Une curiosité musicale qui n'a pas jusqu'à maintenant reçu une grande publicité. Pourtant la flutiste de talent Catherine Issalys ayant complété ses études musicales avec Stockhausen et madame Pasveer devrait nous inciter à croire à son talent. L'ensemble Warhol accompagne d'une pianiste de talent en la personne de Pamela Reimer, doublée d'une soprano et d'un baryton devrait nous inciter à ne pas manquer le spectacle "Cabaret Songs".

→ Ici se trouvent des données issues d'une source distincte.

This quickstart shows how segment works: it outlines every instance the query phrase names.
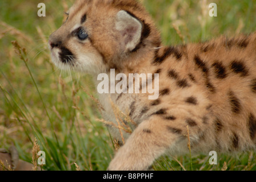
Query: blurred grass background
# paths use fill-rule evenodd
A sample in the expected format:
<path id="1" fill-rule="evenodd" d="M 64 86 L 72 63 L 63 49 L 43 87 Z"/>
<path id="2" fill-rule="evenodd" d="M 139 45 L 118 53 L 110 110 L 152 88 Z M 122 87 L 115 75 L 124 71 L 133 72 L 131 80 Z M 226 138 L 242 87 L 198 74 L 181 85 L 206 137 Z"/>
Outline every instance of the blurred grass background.
<path id="1" fill-rule="evenodd" d="M 255 31 L 256 1 L 143 0 L 166 44 L 198 42 L 221 34 Z M 37 16 L 37 5 L 46 16 Z M 218 16 L 209 16 L 210 3 Z M 46 170 L 105 170 L 114 147 L 107 130 L 97 122 L 97 104 L 81 88 L 96 97 L 89 76 L 61 72 L 51 63 L 49 36 L 65 18 L 71 0 L 0 1 L 0 148 L 15 145 L 22 159 L 32 160 L 37 138 L 46 152 Z M 27 63 L 15 53 L 11 41 L 26 51 Z M 156 170 L 256 169 L 255 153 L 218 155 L 210 165 L 207 155 L 162 156 Z M 192 163 L 190 163 L 190 160 Z"/>

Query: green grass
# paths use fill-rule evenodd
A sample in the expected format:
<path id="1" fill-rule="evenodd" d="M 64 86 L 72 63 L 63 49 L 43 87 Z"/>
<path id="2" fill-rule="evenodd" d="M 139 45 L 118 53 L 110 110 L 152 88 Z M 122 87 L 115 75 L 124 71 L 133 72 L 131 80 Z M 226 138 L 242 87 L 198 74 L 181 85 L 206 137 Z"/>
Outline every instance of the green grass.
<path id="1" fill-rule="evenodd" d="M 198 42 L 256 29 L 255 0 L 206 1 L 204 9 L 203 1 L 142 1 L 166 44 Z M 47 1 L 46 17 L 39 18 L 40 1 L 0 1 L 0 147 L 14 144 L 21 159 L 30 162 L 36 137 L 46 153 L 46 170 L 75 170 L 74 163 L 82 170 L 105 170 L 113 157 L 114 147 L 107 130 L 97 121 L 101 118 L 97 104 L 81 87 L 96 96 L 90 77 L 68 72 L 61 74 L 47 49 L 49 35 L 62 24 L 63 2 L 67 6 L 73 3 Z M 208 15 L 207 5 L 211 2 L 218 5 L 218 17 Z M 26 49 L 21 49 L 21 59 L 15 53 L 13 40 Z M 206 155 L 165 156 L 153 168 L 221 170 L 226 162 L 228 170 L 255 170 L 255 157 L 252 152 L 219 155 L 218 164 L 210 165 Z"/>

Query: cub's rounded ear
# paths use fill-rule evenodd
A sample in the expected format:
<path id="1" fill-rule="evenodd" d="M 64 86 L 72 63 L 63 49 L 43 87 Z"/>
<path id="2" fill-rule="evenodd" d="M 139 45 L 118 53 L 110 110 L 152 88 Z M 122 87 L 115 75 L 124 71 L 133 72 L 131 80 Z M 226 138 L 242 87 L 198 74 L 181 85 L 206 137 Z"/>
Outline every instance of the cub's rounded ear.
<path id="1" fill-rule="evenodd" d="M 121 33 L 125 51 L 131 51 L 141 41 L 143 26 L 140 20 L 126 11 L 117 14 L 115 28 Z"/>

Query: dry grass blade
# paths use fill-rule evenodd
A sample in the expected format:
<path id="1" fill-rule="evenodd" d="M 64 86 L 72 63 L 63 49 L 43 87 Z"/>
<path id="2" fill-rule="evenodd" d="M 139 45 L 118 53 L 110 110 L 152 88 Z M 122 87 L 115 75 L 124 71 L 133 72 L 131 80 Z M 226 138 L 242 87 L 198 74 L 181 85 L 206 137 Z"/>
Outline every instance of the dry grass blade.
<path id="1" fill-rule="evenodd" d="M 191 167 L 191 170 L 193 170 L 193 166 L 192 166 L 192 158 L 191 158 L 191 145 L 190 145 L 190 136 L 189 135 L 189 126 L 187 126 L 187 139 L 188 139 L 188 142 L 187 142 L 187 147 L 189 148 L 189 157 L 190 158 L 190 167 Z"/>
<path id="2" fill-rule="evenodd" d="M 175 160 L 176 160 L 176 162 L 179 164 L 179 166 L 181 166 L 181 167 L 182 167 L 182 168 L 184 170 L 184 171 L 187 171 L 186 170 L 185 168 L 184 167 L 184 166 L 183 166 L 182 164 L 181 164 L 181 163 L 175 158 L 174 158 L 174 156 L 171 156 Z"/>
<path id="3" fill-rule="evenodd" d="M 29 43 L 33 42 L 33 40 L 31 38 L 27 36 L 27 35 L 22 33 L 21 31 L 11 26 L 10 25 L 7 24 L 6 23 L 2 22 L 2 21 L 0 21 L 0 25 L 6 28 L 5 31 L 1 33 L 1 36 L 0 36 L 0 39 L 2 36 L 3 36 L 5 34 L 9 33 L 12 35 L 19 36 L 22 39 L 26 40 Z"/>

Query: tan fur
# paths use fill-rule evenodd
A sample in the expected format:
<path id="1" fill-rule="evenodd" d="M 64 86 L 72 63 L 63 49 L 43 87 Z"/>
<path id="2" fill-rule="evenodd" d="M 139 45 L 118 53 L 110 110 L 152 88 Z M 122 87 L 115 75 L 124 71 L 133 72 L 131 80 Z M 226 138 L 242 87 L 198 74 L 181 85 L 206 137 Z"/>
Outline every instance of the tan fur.
<path id="1" fill-rule="evenodd" d="M 143 25 L 141 42 L 133 51 L 126 49 L 116 28 L 121 10 Z M 87 39 L 71 35 L 79 26 L 86 28 Z M 151 18 L 135 0 L 80 0 L 50 38 L 50 44 L 60 41 L 74 57 L 61 63 L 61 46 L 56 46 L 51 48 L 54 62 L 91 74 L 96 85 L 97 75 L 109 75 L 111 68 L 116 74 L 159 73 L 157 100 L 149 100 L 149 93 L 99 94 L 105 120 L 117 124 L 110 98 L 123 113 L 130 110 L 137 123 L 131 135 L 123 132 L 125 143 L 109 169 L 146 169 L 165 152 L 187 153 L 187 126 L 192 152 L 255 150 L 256 34 L 165 47 Z M 110 130 L 122 141 L 118 130 L 110 126 Z"/>

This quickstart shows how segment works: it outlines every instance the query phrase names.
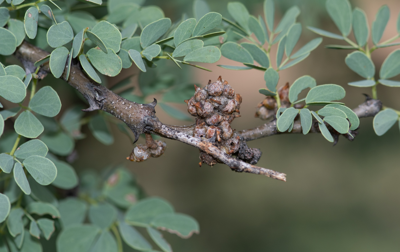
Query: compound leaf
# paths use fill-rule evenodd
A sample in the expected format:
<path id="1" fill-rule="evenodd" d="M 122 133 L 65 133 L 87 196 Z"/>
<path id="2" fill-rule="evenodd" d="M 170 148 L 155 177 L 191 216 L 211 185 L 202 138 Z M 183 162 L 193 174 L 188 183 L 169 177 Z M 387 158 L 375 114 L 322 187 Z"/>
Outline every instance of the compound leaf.
<path id="1" fill-rule="evenodd" d="M 222 16 L 217 12 L 209 12 L 203 16 L 193 30 L 192 36 L 198 36 L 216 27 L 222 20 Z"/>
<path id="2" fill-rule="evenodd" d="M 69 53 L 68 49 L 64 46 L 56 48 L 52 52 L 49 64 L 52 73 L 56 78 L 59 78 L 62 75 Z"/>
<path id="3" fill-rule="evenodd" d="M 378 136 L 382 136 L 394 125 L 398 119 L 398 115 L 391 108 L 387 108 L 377 114 L 373 121 L 374 130 Z"/>
<path id="4" fill-rule="evenodd" d="M 96 71 L 90 65 L 90 63 L 89 63 L 89 61 L 88 61 L 84 55 L 83 54 L 79 55 L 79 62 L 80 62 L 82 68 L 83 68 L 84 70 L 85 70 L 89 77 L 98 83 L 101 83 L 101 80 L 100 79 L 100 77 L 99 77 Z"/>
<path id="5" fill-rule="evenodd" d="M 11 18 L 8 20 L 8 29 L 15 36 L 17 39 L 16 46 L 18 46 L 22 43 L 25 38 L 25 27 L 24 26 L 24 22 L 18 20 Z"/>
<path id="6" fill-rule="evenodd" d="M 56 228 L 54 226 L 54 221 L 47 218 L 41 218 L 36 221 L 38 225 L 43 232 L 43 236 L 46 240 L 50 239 Z"/>
<path id="7" fill-rule="evenodd" d="M 20 102 L 26 95 L 25 84 L 17 77 L 0 76 L 0 96 L 12 102 Z"/>
<path id="8" fill-rule="evenodd" d="M 303 134 L 305 135 L 310 131 L 312 124 L 312 118 L 308 109 L 302 108 L 300 110 L 300 122 L 303 129 Z"/>
<path id="9" fill-rule="evenodd" d="M 329 116 L 324 118 L 324 121 L 332 126 L 341 134 L 349 131 L 349 122 L 345 118 L 338 116 Z"/>
<path id="10" fill-rule="evenodd" d="M 326 126 L 325 125 L 325 124 L 318 122 L 318 126 L 319 127 L 320 130 L 321 131 L 321 133 L 322 134 L 322 136 L 324 136 L 324 137 L 329 142 L 333 143 L 333 137 L 332 136 L 332 135 L 331 134 L 330 132 L 329 132 L 329 130 L 328 130 L 328 128 L 326 128 Z"/>
<path id="11" fill-rule="evenodd" d="M 72 52 L 72 58 L 76 58 L 80 52 L 80 48 L 82 47 L 82 45 L 83 44 L 83 36 L 84 35 L 84 28 L 82 29 L 74 38 L 74 41 L 72 42 L 72 49 L 74 50 Z"/>
<path id="12" fill-rule="evenodd" d="M 264 73 L 264 80 L 267 88 L 273 92 L 276 92 L 276 85 L 279 80 L 279 74 L 274 68 L 270 68 Z"/>
<path id="13" fill-rule="evenodd" d="M 64 190 L 72 189 L 78 185 L 78 176 L 69 164 L 62 161 L 53 162 L 57 167 L 57 176 L 51 184 Z"/>
<path id="14" fill-rule="evenodd" d="M 188 215 L 175 213 L 162 214 L 151 222 L 150 225 L 156 228 L 175 234 L 182 238 L 188 238 L 193 233 L 198 234 L 198 223 Z"/>
<path id="15" fill-rule="evenodd" d="M 172 53 L 174 57 L 186 56 L 193 51 L 203 47 L 204 42 L 200 39 L 187 40 L 176 47 Z"/>
<path id="16" fill-rule="evenodd" d="M 24 172 L 24 168 L 19 163 L 14 165 L 14 179 L 17 184 L 26 194 L 30 194 L 30 187 L 26 179 L 26 176 Z"/>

Un autre spectacle à voir et à sans doute recommander par la suite

Jacques Després
1 février 2004

 

Processus vs oeuvre finie

La musique sérieuse engagée dans la contestation sociale, ça m'allume. D'autant plus qu'on ouvre sur la théâtralité. J'aime quand on fait éclater les limites d'un genre, qu'on le combine à autre chose, qu'on en démonte les mécanismes. Ici, nous n'avons certainement pas affaire à des incompétents. Étudier avec Stockhausen n'est certainement pas à la portée de tous. Impressionner le maître c'est une autre affaire mais disons que s'ils réussissent à nous impressionner nous, ce sera suffisant. Mon intuition me dit que ce doit être intéressant même s'il y a risque de choc. Quand on veut changer les paradigmes d'un art, on peut échapper le spectateur, le perdre parce qu'il n'a plus ses références. Il peut perdre ses marques et décrocher. Par contre, quand le pari est tenu, on peut assister à un éclair foudroyant. Personnellement, cette démarche me semble relever davantage du processus que de l'oeuvre finie. Le work in progress est un genre parfois très gratifiant. Surtout lorsqu'il met en présence des artistes de talent et des idées fortes.

Yves Bolduc
30 janvier 2004

 

Non merci !

La musique de Catherine Issalys et Marc Warhol pourrait se qualifier de classique psychédélique. Les envolées lyriques de Catherine dans la chanson "Où est Fleuri Rose" ont de quoi étonner. Certains diront que c'est absolument génial. En ce qui me concerne, la voix stridante et les cris de la chanteuse me tapent franchement sur les nerfs !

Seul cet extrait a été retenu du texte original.